Let's not forget that not everyone aging in their own homes will be ambulatory.  Not just about walking but also sense if someone has successfully transferred/toileted, etc.  Innovative home medical equipment companies have a real contribution to make here.  The good news is that AAHomecare, a trade association, has formed a Hi Tech Work Group to explore new technology and payment models. http://www.hmenews.com/also-noted/aahomecare-forms-tech-workgroup

I think point #5 is huge......especially getting the optimum, cost effective mix of hands on and technology enabled.

Regardless of where funding comes from, the domestic servant/agency paradigm yields very poor labor utilization rates and is inherently un-scalable.  It is a good starting point for innovation.  One day, not soon enough, there will be a care services ecosystem that uses integrated digital and automation technologies for in-home care service delivery.

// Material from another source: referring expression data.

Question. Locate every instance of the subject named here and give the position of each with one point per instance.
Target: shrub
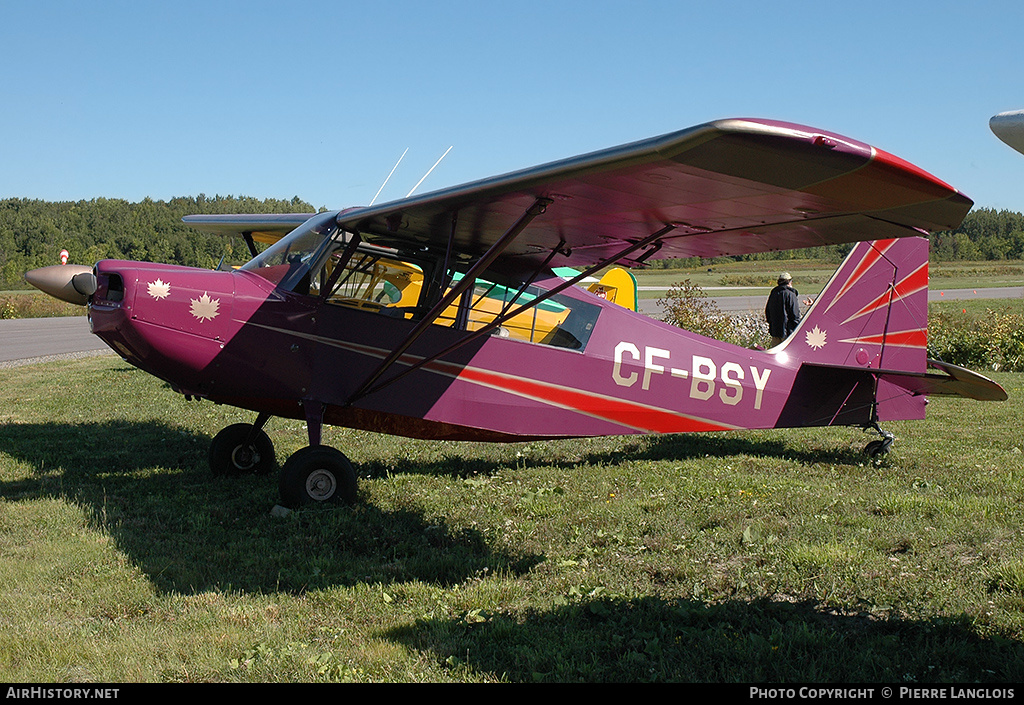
(688, 306)
(993, 341)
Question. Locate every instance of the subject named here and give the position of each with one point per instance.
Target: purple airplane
(441, 316)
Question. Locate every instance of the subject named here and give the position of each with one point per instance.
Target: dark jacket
(782, 310)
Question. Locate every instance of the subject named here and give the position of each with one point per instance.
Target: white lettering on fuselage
(706, 376)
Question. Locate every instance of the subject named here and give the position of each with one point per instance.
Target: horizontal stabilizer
(948, 380)
(943, 380)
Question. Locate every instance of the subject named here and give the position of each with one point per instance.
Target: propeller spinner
(72, 283)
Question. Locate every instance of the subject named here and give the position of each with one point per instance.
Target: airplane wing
(265, 227)
(728, 188)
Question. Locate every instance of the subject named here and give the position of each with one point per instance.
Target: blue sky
(318, 99)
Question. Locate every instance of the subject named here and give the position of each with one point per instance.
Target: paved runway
(30, 339)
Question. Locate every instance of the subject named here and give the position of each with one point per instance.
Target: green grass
(743, 556)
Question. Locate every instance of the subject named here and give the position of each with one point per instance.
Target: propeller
(72, 283)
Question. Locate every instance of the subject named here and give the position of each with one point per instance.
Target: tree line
(33, 233)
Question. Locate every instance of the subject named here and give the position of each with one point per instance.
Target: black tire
(317, 474)
(877, 449)
(230, 455)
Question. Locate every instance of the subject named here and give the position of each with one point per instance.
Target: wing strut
(365, 390)
(538, 208)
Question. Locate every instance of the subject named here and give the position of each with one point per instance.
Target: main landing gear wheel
(240, 449)
(317, 474)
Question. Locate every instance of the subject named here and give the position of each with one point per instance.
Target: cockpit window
(289, 261)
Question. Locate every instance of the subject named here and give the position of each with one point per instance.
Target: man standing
(782, 309)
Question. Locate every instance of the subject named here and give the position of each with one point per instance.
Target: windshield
(289, 261)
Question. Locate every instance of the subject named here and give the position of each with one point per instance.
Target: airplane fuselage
(236, 337)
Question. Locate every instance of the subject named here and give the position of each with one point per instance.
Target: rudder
(873, 312)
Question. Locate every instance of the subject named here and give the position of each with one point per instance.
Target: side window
(390, 286)
(558, 321)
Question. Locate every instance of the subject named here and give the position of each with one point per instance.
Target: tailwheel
(877, 449)
(317, 474)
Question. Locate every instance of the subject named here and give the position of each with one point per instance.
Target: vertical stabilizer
(873, 312)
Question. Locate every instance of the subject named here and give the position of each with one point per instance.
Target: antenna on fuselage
(429, 170)
(389, 176)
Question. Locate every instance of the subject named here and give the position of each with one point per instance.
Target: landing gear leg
(877, 449)
(316, 473)
(242, 449)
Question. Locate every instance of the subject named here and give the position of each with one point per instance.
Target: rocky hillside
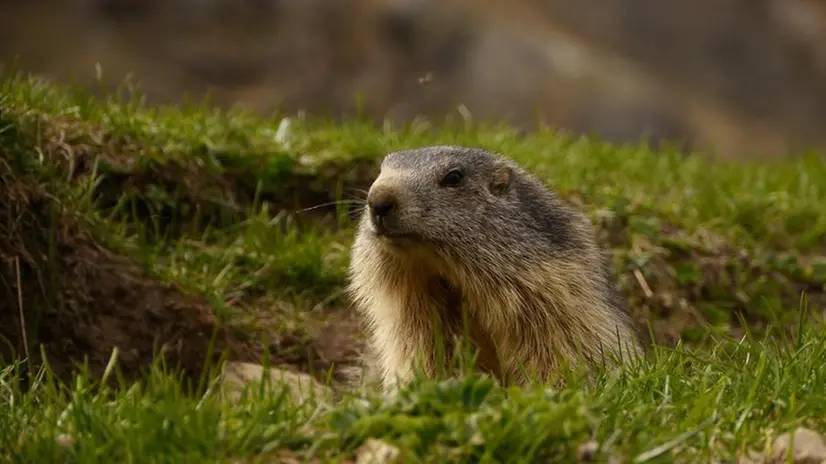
(738, 76)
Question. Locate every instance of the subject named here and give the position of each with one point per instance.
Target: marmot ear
(500, 182)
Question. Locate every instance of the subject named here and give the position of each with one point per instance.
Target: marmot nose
(382, 204)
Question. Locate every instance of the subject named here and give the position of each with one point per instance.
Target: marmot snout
(453, 234)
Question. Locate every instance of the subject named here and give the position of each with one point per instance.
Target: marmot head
(460, 200)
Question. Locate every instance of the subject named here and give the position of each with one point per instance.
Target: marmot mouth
(396, 239)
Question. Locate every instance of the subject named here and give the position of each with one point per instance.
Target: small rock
(64, 440)
(809, 447)
(376, 452)
(587, 451)
(237, 375)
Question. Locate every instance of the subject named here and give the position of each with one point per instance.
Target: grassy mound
(201, 231)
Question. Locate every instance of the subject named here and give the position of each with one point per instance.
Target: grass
(110, 201)
(677, 404)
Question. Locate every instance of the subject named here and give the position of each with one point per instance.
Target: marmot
(452, 233)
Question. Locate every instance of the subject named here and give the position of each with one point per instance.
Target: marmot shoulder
(456, 240)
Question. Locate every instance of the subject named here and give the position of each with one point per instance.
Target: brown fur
(531, 305)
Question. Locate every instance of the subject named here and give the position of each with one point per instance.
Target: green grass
(677, 404)
(219, 203)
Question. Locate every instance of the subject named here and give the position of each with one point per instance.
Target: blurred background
(733, 77)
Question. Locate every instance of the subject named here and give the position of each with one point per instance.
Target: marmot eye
(452, 179)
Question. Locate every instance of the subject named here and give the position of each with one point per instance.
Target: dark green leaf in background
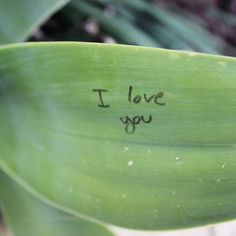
(19, 18)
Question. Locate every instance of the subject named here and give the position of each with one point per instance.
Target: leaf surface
(177, 171)
(27, 216)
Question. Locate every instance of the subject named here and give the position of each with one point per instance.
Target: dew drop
(130, 163)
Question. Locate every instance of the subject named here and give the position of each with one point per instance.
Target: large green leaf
(18, 19)
(28, 216)
(178, 171)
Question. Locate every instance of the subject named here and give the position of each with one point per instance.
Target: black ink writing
(100, 91)
(131, 122)
(138, 98)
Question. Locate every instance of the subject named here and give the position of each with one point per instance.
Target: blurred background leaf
(203, 26)
(18, 19)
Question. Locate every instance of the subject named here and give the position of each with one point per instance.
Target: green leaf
(177, 171)
(18, 20)
(28, 216)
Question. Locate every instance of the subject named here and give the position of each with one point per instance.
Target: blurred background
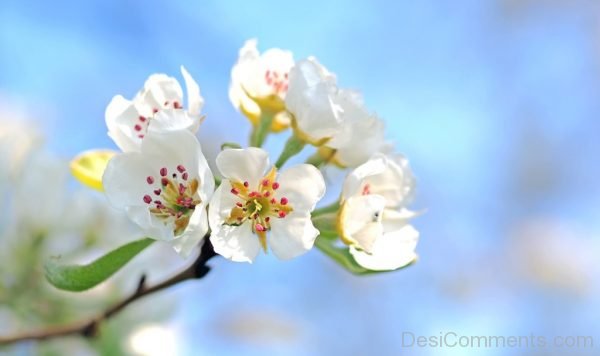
(495, 103)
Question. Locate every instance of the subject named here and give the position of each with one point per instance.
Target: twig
(89, 327)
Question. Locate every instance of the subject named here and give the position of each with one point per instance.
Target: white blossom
(129, 121)
(260, 81)
(254, 200)
(373, 218)
(313, 100)
(164, 188)
(360, 136)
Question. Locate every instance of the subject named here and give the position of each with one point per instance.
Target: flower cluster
(163, 180)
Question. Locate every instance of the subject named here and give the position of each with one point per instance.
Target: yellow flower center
(258, 206)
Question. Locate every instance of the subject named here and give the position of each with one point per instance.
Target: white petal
(124, 180)
(273, 60)
(393, 250)
(303, 185)
(195, 100)
(388, 176)
(360, 220)
(151, 226)
(361, 135)
(292, 235)
(173, 120)
(121, 116)
(312, 99)
(354, 183)
(237, 243)
(248, 164)
(172, 148)
(396, 183)
(194, 234)
(396, 219)
(160, 89)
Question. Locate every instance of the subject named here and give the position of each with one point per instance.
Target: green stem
(260, 131)
(293, 146)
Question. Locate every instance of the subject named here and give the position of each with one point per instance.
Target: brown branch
(89, 327)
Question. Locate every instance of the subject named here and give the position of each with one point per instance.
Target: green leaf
(77, 278)
(343, 257)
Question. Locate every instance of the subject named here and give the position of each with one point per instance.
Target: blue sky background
(495, 103)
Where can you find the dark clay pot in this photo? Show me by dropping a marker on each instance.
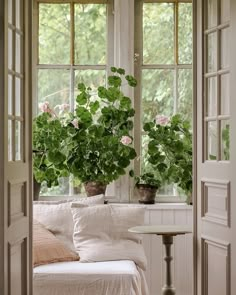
(94, 188)
(147, 193)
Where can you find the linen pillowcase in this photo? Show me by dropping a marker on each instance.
(58, 218)
(101, 233)
(47, 248)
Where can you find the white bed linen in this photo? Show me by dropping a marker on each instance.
(99, 278)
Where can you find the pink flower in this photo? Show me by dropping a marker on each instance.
(44, 107)
(75, 122)
(63, 107)
(126, 140)
(162, 120)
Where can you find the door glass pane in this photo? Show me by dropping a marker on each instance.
(211, 52)
(158, 33)
(185, 33)
(54, 86)
(18, 13)
(224, 54)
(212, 140)
(90, 34)
(212, 13)
(10, 111)
(54, 33)
(9, 11)
(225, 140)
(9, 49)
(91, 78)
(157, 93)
(224, 94)
(18, 54)
(18, 96)
(212, 96)
(9, 140)
(185, 93)
(225, 10)
(18, 140)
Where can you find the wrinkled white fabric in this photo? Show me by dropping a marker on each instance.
(101, 278)
(101, 233)
(57, 217)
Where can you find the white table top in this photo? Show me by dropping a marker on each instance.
(169, 230)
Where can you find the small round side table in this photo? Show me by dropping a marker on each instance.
(167, 232)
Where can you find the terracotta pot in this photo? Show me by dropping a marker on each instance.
(36, 189)
(147, 193)
(94, 188)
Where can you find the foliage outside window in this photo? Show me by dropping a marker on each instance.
(163, 67)
(72, 48)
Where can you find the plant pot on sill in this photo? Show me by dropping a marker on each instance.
(147, 193)
(93, 188)
(36, 189)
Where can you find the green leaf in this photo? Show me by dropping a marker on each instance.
(81, 87)
(82, 98)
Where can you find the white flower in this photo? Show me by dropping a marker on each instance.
(126, 140)
(75, 122)
(44, 107)
(162, 120)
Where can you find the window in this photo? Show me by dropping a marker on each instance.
(78, 40)
(73, 45)
(163, 65)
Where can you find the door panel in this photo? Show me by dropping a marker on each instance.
(214, 164)
(16, 222)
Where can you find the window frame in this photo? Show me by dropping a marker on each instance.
(139, 66)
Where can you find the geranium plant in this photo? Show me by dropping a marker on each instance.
(49, 149)
(169, 152)
(100, 145)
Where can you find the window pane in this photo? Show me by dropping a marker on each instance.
(9, 140)
(225, 46)
(224, 94)
(212, 141)
(158, 33)
(54, 33)
(10, 111)
(91, 78)
(212, 96)
(54, 86)
(212, 13)
(211, 52)
(185, 93)
(10, 49)
(225, 142)
(18, 140)
(157, 93)
(185, 33)
(90, 34)
(18, 61)
(18, 96)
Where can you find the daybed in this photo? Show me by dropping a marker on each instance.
(112, 261)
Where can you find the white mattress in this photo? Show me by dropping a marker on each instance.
(100, 278)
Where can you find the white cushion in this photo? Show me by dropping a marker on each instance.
(101, 233)
(57, 218)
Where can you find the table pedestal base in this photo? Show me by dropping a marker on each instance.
(168, 288)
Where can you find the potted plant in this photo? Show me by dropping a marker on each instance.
(49, 149)
(100, 145)
(169, 152)
(147, 185)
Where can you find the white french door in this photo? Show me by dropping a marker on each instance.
(16, 204)
(216, 161)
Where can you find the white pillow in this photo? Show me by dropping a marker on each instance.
(101, 233)
(57, 218)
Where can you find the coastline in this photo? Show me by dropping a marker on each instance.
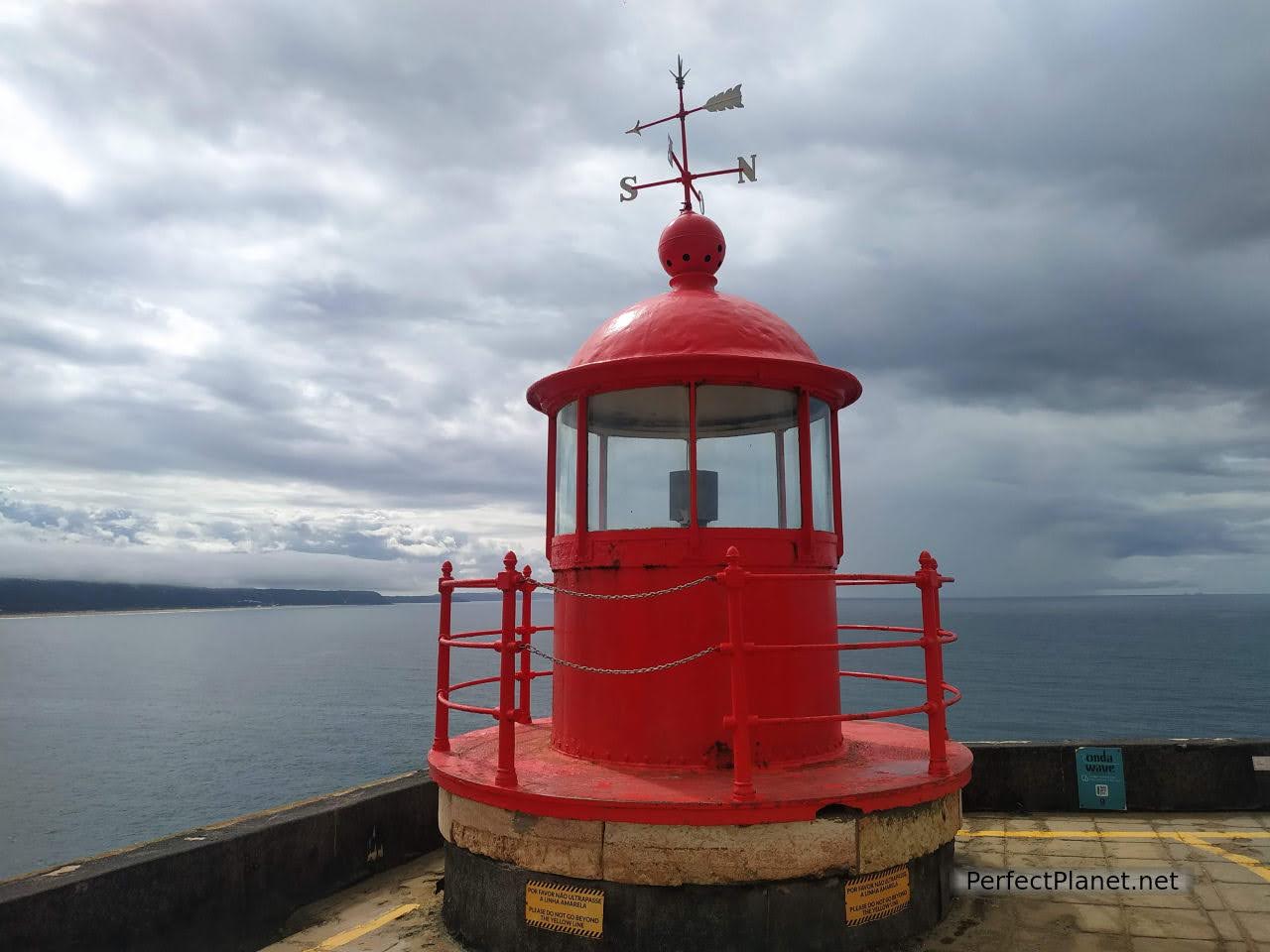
(178, 611)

Caregivers, care consumers, machines and devices will work together making life better for older people.  

But there are two missing fundamental enabling conditions for large scale in-home digital care ecosystem growth:  1.) For each care consumer (and any other person or operator involved) there must be an effective digital representational presence, and 2.) There must be an effective digital care communications network.

Without these we should expect zero-sum disruption and incrementally slow progress. It is not just about medical care. The potential for annual system wide savings from reduced waste and improved productivity in the aging care consumer system is several hundred billion dollars.  How do we operate an open, safe, private and transparent care network using the internet and web technology? How do we gain control of our personal data? How do we use technology to empower aging care consumers? Is it worth the effort?